I’ve noticed a theme of jewelry some of your stories, Do you have a real interest in jewelry?  If so what pieces do you covet the most?

You’re right. Jewels and ornaments do keep popping into my stories, don’t they? I have to watch out for that next time or it will become my trademark. Jewelry is convenient in fantasy stories because we’re very familiar with the notion of gems, rings, amulets and pendants being endowed objects full of power and significance. The beauty and permanence of jewelry makes it a coveted object; even in our non-magical world we know that jewelry is wrapped up in romance and in inheritance. As for me, I’m not blingy at all. My interest isn’t in jewelry but in gemstones. I find them fascinating, the way light and color play upon and inside them. For me it’s not about diamonds or the value of a stone, it’s about their beauty. Blue topaz is one of my favorite stones, and since it’s less rare you can actually find huge, gaudy, gorgeous ones. I bought a whopper on eBay once that I hope to set someday and wear as a tacky necklace when I’m an old lady. 

What are your must haves during writing?

Oh, not much. A power outlet for my laptop. A desk is a bonus but I do lots of writing in bed. Relative silence helps, but I’ve learned to tune out noise fairly well. A single subject notebook and pencil for outlining, recording questions, and working out problems. A good night’s rest beforehand is probably the best indicator of a good writing day today, and that’s something I too rarely get.

Do you have any niches you do while writing? Like listening to music,est? If so what do you do or listen to?

I don’t have any special rituals when I write, and I don’t like to listen to music while I write because it distracts me. I love music, and when it’s playing I want to be able to give it more of my brain than I can spare when I want to write a story. When I’m not writing, I enjoy singer-songwriters, crooners, bluegrass and folk, some Latin, some pop, show tunes, and classical music, including classical vocalists.

Who was the easiest & hardest character for you to create?

Main characters take more work than secondary characters, for me. Both kinds need to feel authentic and convincing, but generally secondary characters are hired to perform a specific job, which colors their character, whereas main characters are surrogates for the reader to some extent so they can be a bit more nebulous. I find male love interests especially troubling because I have a horror of writing a guy character who feels like a Ken doll rather than an actual human male.

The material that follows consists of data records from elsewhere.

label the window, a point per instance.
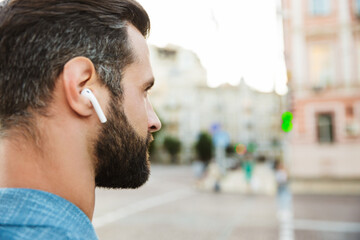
(320, 7)
(325, 128)
(321, 64)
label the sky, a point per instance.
(234, 39)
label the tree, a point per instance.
(204, 147)
(172, 146)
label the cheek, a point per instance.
(135, 110)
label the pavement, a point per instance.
(170, 206)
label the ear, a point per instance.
(78, 73)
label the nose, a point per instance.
(154, 123)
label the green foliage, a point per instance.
(172, 145)
(204, 147)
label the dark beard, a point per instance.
(122, 158)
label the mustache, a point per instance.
(149, 138)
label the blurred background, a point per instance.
(228, 163)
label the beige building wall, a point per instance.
(187, 105)
(322, 56)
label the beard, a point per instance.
(122, 158)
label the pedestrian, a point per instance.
(283, 193)
(74, 111)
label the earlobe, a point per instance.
(78, 73)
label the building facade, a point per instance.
(322, 50)
(188, 106)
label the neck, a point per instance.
(58, 166)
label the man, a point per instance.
(54, 150)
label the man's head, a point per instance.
(63, 46)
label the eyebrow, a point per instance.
(148, 84)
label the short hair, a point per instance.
(38, 37)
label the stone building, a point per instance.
(188, 106)
(322, 49)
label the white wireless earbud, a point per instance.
(88, 94)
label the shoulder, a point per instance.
(30, 233)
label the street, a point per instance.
(169, 207)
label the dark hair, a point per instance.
(38, 37)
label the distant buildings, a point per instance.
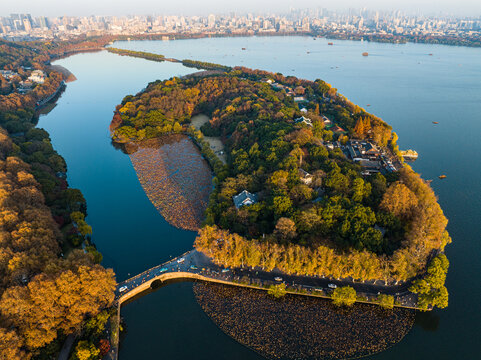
(344, 24)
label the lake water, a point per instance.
(404, 85)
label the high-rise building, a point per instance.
(211, 20)
(43, 22)
(27, 25)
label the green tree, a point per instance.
(344, 296)
(282, 205)
(86, 351)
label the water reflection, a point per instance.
(428, 321)
(175, 177)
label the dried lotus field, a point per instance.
(295, 327)
(176, 179)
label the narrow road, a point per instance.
(197, 263)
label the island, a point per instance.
(313, 185)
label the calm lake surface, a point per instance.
(404, 85)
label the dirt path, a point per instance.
(215, 143)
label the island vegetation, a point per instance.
(341, 223)
(139, 54)
(51, 282)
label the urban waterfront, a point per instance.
(404, 84)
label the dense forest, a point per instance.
(51, 283)
(341, 224)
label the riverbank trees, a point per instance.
(315, 212)
(48, 286)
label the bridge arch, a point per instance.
(155, 284)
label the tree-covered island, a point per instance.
(313, 184)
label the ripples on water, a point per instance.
(297, 327)
(175, 177)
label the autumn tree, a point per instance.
(399, 200)
(285, 229)
(344, 296)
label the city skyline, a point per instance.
(53, 8)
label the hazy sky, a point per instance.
(203, 7)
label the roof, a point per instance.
(304, 120)
(244, 198)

Since your story is all about magic, if you could posses a power which would it be and why?

I would be Elastigirl from “The Incredibles” if I could. Her speed, flexibility, and quick thinking helped her always protect her children, even in the face of terrible danger. Wishing for the power to protect is a way to imaginatively compensate for the vulnerability a mother feels, I expect.

Since writing your latest book what are you working on next?

Whenever I finish a book I have some catching up to do with my family, my reading, and my sleep. I tend to cram a lot of intense writing or revision into the last days and weeks before a deadline, alas! I’m now working on two new possible projects, one set in the 19th Century, and another well into the future. Both intrigue me. I look forward to seeing where they go.